Radio programme broadcast in Yorkshire, England

Greatest Hits Radio South Yorkshire is an Independent Local Radio station serving South Yorkshire and the North Midlands, which broadcasts as part of the Greatest Hits Radio network.

As of March 2024, the station broadcasts to a weekly audience of 272,000 listeners, according to RAJAR.

== Technical ==
The station broadcast on three separate frequencies, 990 kHz in Doncaster, 1305 kHz in Barnsley and 1548 kHz in Sheffield. It now just broadcasts on DAB.

== History ==
The station was created when Radio Hallam split its FM and medium wave frequencies to provide two different services. The AM station became "Classic Gold", then "Classic Gold Radio", "Great Yorkshire Gold" and "Great Yorkshire Radio". The original incarnation was owned by The Yorkshire Radio Network who were then taken over by Metro Radio Group before being bought by EMAP in 1996.

At the start of 1997, EMAP decided to scrap the regional Classic Gold station and replaced it with local stations under the brandname of Magic, with a new format of Hot Adult Contemporary music. Magic AM launched at 8 am on 12 February 1997.

In December 2001, EMAP decided that it was more economical for the Magic AM to share off-peak programmes in line with the other 7 Magic stations in northern England. Stations began networking 10 am-2 pm from Magic 1152 in Manchester, and 7 pm-6 am from the London station Magic 105.4 providing the programmes – during these hours it was simply known as Magic, although there were local commercial breaks, and local news on the hour.

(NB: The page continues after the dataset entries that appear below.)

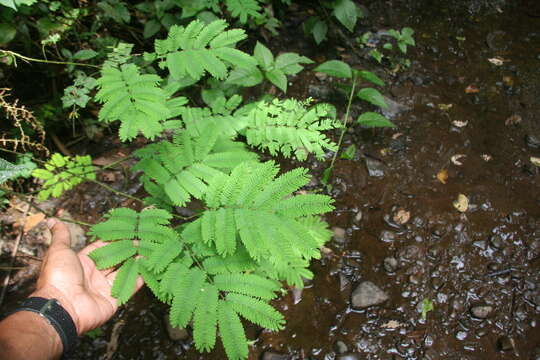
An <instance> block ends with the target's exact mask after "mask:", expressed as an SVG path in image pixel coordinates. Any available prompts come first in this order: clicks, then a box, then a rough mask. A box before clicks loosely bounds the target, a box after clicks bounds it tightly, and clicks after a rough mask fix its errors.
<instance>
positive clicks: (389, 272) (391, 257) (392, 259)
mask: <svg viewBox="0 0 540 360" xmlns="http://www.w3.org/2000/svg"><path fill="white" fill-rule="evenodd" d="M383 267H384V270H386V272H388V273H394V272H396V270H397V269H398V261H397V259H396V258H395V257H391V256H389V257H387V258H385V259H384V261H383Z"/></svg>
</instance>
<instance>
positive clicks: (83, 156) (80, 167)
mask: <svg viewBox="0 0 540 360" xmlns="http://www.w3.org/2000/svg"><path fill="white" fill-rule="evenodd" d="M32 176H33V177H35V178H37V179H41V180H44V182H43V185H42V187H41V190H40V191H39V195H38V199H39V200H47V199H48V198H49V197H50V196H53V197H59V196H60V195H62V194H63V193H64V192H65V191H67V190H71V189H72V188H73V187H75V186H76V185H78V184H80V183H82V182H83V181H85V180H95V179H96V173H95V169H94V167H93V166H92V158H91V157H90V156H75V157H69V156H62V155H61V154H58V153H55V154H53V155H52V156H51V158H50V159H49V160H48V161H47V162H46V163H45V165H44V168H42V169H35V170H34V171H32Z"/></svg>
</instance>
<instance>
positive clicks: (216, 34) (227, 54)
mask: <svg viewBox="0 0 540 360" xmlns="http://www.w3.org/2000/svg"><path fill="white" fill-rule="evenodd" d="M227 26H228V25H227V23H226V22H225V21H224V20H216V21H213V22H212V23H210V24H207V25H205V24H204V23H203V22H201V21H199V20H194V21H192V22H191V23H189V24H188V25H187V26H186V27H183V26H177V25H173V26H172V27H171V28H170V30H169V35H168V37H167V39H165V40H156V44H155V48H156V55H157V56H158V58H159V59H161V60H162V63H161V66H163V67H166V68H168V69H169V72H170V73H171V75H172V76H173V77H174V78H177V79H178V78H182V77H184V76H186V75H187V76H190V77H191V78H193V79H196V80H198V79H200V78H201V77H202V76H203V75H204V74H205V72H208V73H209V74H210V75H211V76H212V77H214V78H217V79H225V78H226V77H227V75H228V71H229V68H230V67H231V66H233V67H240V68H246V67H250V66H251V67H252V66H255V64H256V62H255V60H254V59H253V58H252V57H251V56H249V55H248V54H246V53H244V52H242V51H240V50H237V49H235V48H234V47H233V46H234V45H236V43H238V42H239V41H241V40H243V39H245V38H246V34H245V32H244V30H240V29H232V30H225V29H226V28H227Z"/></svg>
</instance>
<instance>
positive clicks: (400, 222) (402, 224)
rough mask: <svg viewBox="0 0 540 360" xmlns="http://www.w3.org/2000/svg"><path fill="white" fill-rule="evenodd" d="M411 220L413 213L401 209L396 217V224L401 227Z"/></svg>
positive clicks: (399, 209) (395, 219)
mask: <svg viewBox="0 0 540 360" xmlns="http://www.w3.org/2000/svg"><path fill="white" fill-rule="evenodd" d="M410 218H411V212H410V211H407V210H405V209H399V211H398V212H397V213H396V214H395V215H394V222H395V223H397V224H400V225H403V224H405V223H406V222H407V221H409V219H410Z"/></svg>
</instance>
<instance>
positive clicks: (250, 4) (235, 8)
mask: <svg viewBox="0 0 540 360" xmlns="http://www.w3.org/2000/svg"><path fill="white" fill-rule="evenodd" d="M225 3H226V4H227V10H228V11H229V12H230V13H231V15H232V16H234V17H237V18H238V20H240V22H241V23H242V24H245V23H246V22H247V20H248V18H256V19H257V18H260V17H261V16H262V14H261V13H260V11H261V6H260V5H259V3H258V1H257V0H227V1H225Z"/></svg>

In January 2003, after a sharp decline in listening, the station ceased networking with the London station, Magic 105.4, and a regional northern network was created with Magic 1152 at the hub at the weekend and the Newcastle station of the same name during the week. During networked hours, local adverts are aired, as well as a local news summary on the hour.

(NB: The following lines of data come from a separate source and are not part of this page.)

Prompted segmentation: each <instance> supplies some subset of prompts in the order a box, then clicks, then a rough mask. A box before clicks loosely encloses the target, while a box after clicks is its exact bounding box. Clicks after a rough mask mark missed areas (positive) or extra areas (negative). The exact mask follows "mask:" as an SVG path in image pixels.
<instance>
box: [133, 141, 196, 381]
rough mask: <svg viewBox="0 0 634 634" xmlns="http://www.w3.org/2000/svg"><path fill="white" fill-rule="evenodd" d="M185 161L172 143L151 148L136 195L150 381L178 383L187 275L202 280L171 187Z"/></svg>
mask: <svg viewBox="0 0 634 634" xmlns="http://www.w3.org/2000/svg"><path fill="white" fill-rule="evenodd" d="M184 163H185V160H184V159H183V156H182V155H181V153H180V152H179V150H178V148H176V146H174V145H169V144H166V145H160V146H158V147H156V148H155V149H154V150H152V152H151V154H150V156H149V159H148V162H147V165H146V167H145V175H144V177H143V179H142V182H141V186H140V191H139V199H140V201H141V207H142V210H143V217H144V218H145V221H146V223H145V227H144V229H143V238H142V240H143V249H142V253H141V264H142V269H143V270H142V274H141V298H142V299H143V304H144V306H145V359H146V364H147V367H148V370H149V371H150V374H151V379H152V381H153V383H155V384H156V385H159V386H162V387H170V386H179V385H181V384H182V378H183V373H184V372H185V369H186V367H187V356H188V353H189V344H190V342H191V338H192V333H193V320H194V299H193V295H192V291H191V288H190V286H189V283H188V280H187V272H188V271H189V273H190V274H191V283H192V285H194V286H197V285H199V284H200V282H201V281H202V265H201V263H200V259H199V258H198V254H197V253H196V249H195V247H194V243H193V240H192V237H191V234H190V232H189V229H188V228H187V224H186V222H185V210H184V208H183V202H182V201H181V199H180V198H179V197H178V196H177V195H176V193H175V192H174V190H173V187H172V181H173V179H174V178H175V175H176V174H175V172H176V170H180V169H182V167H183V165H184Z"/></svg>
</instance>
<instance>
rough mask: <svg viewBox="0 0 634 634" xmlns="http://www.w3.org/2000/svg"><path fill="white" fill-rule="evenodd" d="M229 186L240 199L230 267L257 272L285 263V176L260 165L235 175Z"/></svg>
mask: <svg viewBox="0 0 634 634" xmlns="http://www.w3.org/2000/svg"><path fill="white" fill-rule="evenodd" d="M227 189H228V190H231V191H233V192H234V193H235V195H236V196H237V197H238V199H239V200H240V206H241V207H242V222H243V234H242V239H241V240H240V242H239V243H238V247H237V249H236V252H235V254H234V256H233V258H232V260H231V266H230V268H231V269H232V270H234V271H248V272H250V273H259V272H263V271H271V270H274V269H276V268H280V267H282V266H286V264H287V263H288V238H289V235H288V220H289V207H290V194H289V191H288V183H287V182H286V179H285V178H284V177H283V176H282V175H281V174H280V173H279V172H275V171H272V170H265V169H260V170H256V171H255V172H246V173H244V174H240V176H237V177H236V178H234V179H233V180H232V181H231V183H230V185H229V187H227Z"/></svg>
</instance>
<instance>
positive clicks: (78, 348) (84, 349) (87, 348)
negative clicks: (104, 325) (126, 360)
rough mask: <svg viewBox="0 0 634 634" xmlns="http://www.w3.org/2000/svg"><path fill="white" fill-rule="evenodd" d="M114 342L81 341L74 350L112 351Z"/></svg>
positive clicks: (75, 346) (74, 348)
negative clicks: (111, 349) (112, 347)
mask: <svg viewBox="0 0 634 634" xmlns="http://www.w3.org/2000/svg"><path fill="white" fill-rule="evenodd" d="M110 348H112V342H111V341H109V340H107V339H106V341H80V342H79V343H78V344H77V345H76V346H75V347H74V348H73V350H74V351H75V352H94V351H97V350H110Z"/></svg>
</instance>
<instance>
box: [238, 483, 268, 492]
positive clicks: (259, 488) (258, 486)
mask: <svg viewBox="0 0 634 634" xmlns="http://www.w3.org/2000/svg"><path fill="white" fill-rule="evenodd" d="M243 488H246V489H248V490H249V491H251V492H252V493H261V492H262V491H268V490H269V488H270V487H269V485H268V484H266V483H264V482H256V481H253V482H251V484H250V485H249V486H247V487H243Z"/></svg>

From July 2006, more networking was introduced across the northern Magic stations, meaning only the breakfast show would be produced locally. However the decision was taken in April 2013 to network this show across the other Yorkshire-based Magic stations and the Leeds-based programme replaced the locally produced show. The regional breakfast show was axed in December 2014.

On 5 January 2015, Magic AM was rebranded as Hallam 2 as part of a revamp of the Bauer network and is entirely networked with the other Bauer AM stations in the North although local news, weather and travel continue to be broadcast as opt-outs during the day.

On 7 January 2019, Hallam 2 rebranded as Greatest Hits Radio South Yorkshire.